A survey conducted by a Logan Municipal Council member showing strong support for improvement to the Logan Canyon Highway is being criticized by environmentalists and at least one person contacted in the survey.
Fred Duersch Jr. told the council last week that of 208 people he contacted by telephone, 99 percent favored improvements to U.S. 89 through Logan Canyon, while 95 percent said considerable improvement can be made without destroying the canyon's beauty or damaging the environment.Following his report Jan. 5 , the council voted unanimously to support the Utah Department of Transportation's efforts to improve the highway.
But Mae Coover, one of the people contacted by Duersch, said she was never asked her feelings on any UDOT proposal.
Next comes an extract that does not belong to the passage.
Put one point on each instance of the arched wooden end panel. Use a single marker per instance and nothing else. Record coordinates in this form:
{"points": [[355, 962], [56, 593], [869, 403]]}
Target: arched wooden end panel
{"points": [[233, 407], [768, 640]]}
"While I favor some improvement, I do not like the original UDOT proposal, which was very drastic, and I tried to convey to Mr. Duersch that I favor only minimal improvement," she said.
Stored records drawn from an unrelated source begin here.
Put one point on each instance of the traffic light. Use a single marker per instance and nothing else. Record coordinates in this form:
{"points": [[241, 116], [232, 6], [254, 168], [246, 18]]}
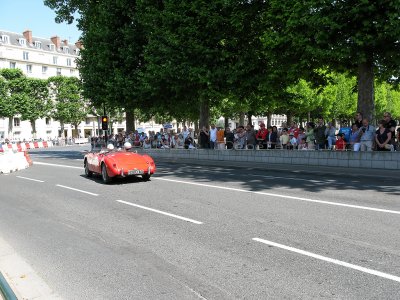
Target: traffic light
{"points": [[104, 122]]}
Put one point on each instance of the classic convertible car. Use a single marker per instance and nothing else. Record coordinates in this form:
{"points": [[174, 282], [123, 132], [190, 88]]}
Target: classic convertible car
{"points": [[118, 163]]}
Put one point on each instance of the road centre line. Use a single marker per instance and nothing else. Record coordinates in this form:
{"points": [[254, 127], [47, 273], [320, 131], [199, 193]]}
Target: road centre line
{"points": [[330, 260], [77, 190], [31, 179], [283, 196], [57, 165], [160, 212]]}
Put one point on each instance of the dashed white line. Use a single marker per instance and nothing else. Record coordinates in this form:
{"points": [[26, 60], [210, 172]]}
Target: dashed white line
{"points": [[283, 196], [31, 179], [160, 212], [57, 165], [330, 260], [77, 190]]}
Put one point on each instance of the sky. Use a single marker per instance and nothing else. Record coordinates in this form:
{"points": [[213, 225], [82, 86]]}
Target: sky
{"points": [[20, 15]]}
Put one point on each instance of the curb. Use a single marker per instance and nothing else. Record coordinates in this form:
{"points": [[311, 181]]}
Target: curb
{"points": [[6, 290]]}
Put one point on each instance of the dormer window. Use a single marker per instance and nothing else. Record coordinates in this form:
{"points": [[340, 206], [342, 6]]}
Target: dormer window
{"points": [[5, 39]]}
Duersch told the council that none of the people he talked to had attended public hearings held by UDOT last year and said the reasons given included: "I don't like to argue," and, "It was a stacked deck."
Coover said she attended all the meetings, but never was asked that question in the telephone survey.
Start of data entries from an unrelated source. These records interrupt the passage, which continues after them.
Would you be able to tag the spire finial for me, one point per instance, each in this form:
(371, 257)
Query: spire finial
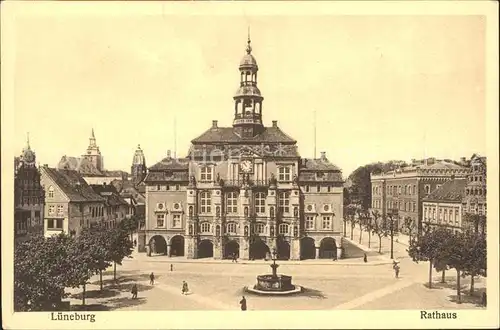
(249, 48)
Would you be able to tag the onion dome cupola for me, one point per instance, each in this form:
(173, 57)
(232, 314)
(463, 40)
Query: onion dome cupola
(139, 169)
(28, 156)
(248, 100)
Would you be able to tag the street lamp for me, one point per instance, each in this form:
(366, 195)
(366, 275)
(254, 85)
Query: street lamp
(392, 214)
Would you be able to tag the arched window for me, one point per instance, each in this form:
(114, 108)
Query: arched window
(206, 202)
(260, 203)
(51, 192)
(205, 227)
(232, 202)
(284, 202)
(283, 229)
(260, 228)
(231, 228)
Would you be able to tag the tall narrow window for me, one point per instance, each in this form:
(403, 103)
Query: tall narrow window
(260, 203)
(232, 202)
(206, 202)
(284, 173)
(284, 202)
(206, 173)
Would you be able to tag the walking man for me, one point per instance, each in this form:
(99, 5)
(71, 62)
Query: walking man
(134, 291)
(184, 287)
(243, 303)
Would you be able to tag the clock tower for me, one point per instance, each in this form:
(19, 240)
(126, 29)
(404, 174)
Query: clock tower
(247, 121)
Duersch also said his survey was not scientific, but said he had contacted experts at Utah State University who helped him eliminate bias.
Tom Lyon, a USU English professor who is active with the Utah Wilderness Association, said the questions were phrased in a way to ensure positive results, however.
Lyon said those concerned with protecting the canyon could put together a survey asking "would you like to see the beauty of Logan Canyon destroyed?" and 99 percent would probably answer `no.'
"We would then use that as evidence that nothing should be done," he said.
Jack Spence, another conservationist who teaches chemistry at USU, said Duersch's statement that no one he surveyed had attended the public hearings was revealing.
"The hearings were conducted in an impartial manner, everyone who wished to speak was able to do so, and most citizens who testified had made a serious effort to study the project," he said. "Since none of the people surveyed could be bothered with attending, it is highly unlikely they have read UDOT publications or consulted available maps and specifications for the project."
Spence said he was curious about what the council actually voted to support because UDOT had not made a final recommendation.
"The draft environmental impact statement being prepared will include several alternatives that require additional study," he said.